# Ideas and good practices for reporting crude survival trends?

I have 9-year-spanning data on patients survival (n = 10000). Each patient has a date of inclusion (got a diagnosis), which was used to determine the year of inclusion. Thus, temporal trends can be analysed using year or date variable. The binning of year is also possible, however, 9 years isn't that long period.

In particular, I'm looking for methods, how to report survival trends.

Option 1

To use year as a factor and plot KM curves. However, this is very hard to read and it does not leave no room for confidence intervals. P-values should be calculated for each time period using Logrank test.

Option 2

Is this also acceptable to make a crosstable and report Logrank test p-values for each time period?

Option 3

If proportional hazards assumption holds, can I run Cox model and follows:

time | status ~ year


The first year can be a reference and I can report HR-s for subsequent years? However, this is not crude survival as I am reporting hazard ratios?

Other options

Is it possible to make a figure a like this for each time period (1 month, 6 month etc)? Confidence intervals would make it very easy to see trends.

Would it be correct to use logistic/binary regression for making such figure? Y variable can be survival status (0,1).

• Is there some reason why you are separating the data into calendar years and evidently only looking at survival within each calendar year? More details on what you are trying to accomplish with your study would help. Please provide that information by editing the question, as comments can be hard to find and sometimes disappear.
– EdM
Commented Sep 19, 2020 at 15:41
• Good point! I added a bit more information. It's at the beginning of my initial post. Commented Sep 19, 2020 at 16:03

First, it's critical to use the date of entry of a patient into the study as time = 0 for that patient. All subsequent dates for that patient should be expressed as differences from that patient-specific time reference. It's not clear that you are doing this, as all of your survival times seem to be truncated at 1 year. If you have 9 years of data, I would expect to see some survival data extending out toward 9 years.

Once you have set of the reference times appropriately, you certainly can include the year of diagnosis as a predictor in a Cox model. If you have actual entry dates for each patient, you could use those specific entry dates (relative to the start of the entire study) to provide more granularity. Using a restricted cubic spline to model the date of diagnosis is a good way to evaluate and include non-linear associations of hazard with date of diagnosis, which can then be displayed as you wish. The rms package in R provides the necessary tools.

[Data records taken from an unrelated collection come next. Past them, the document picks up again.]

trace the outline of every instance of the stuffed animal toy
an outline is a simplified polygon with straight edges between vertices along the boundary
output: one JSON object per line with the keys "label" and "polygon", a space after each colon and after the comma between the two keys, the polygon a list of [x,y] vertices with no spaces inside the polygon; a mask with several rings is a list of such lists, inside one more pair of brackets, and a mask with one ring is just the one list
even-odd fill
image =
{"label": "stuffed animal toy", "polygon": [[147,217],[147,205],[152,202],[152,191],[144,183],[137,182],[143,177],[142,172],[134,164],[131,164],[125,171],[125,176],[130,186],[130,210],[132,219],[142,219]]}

• Thank you very much! First, clearing the first point. All patients have a complete 12-month follow-up. I used their date of diagnosis and date of mortality (if died) to calculate to variables: (1) time_12month in days (min 0, max 365), and status 0 or 1 (died). Is this correct? KM plot was restricted to 12-months as I am not interested in longer periods. Commented Sep 19, 2020 at 16:35
• Second part also. Am I correct, that the Cox model will have a new continuous predictor variable (e.g. time in months from study start to diagnosis) replacing year variable? Plus, this variable is used within splines function. Commented Sep 19, 2020 at 16:41
• I'm always a tad skeptical about throwing away several years' worth of potential data, but if restriction to 12 months is required for your project it's OK as you seem to be treating the survival correctly as censored for patients still alive at 12 months. Then including date of diagnosis as a covariate, as outlined in the answer, makes a lot of sense. If you have actual dates of study entry available you should use them as continuously as possible rather than binning into years or months. The rcs() function in rms handles the splines.
– EdM
Commented Sep 19, 2020 at 16:43
• One more thing. If I have nine years, is it reasonable to use 9 knots in rms()? Commented Sep 23, 2020 at 13:56
• @st4co4 nine knots is an awful lot. Usually 3 or 4 or 5 is enough. Consider whether you are encoding date of diagnosis by day (in which case you have several thousand distinct dates), by month (then about 100 dates) or by year (only 9 dates). You can be more flexible the more distinct date values that you have. See Section 2.4.6 of Harrell's course notes.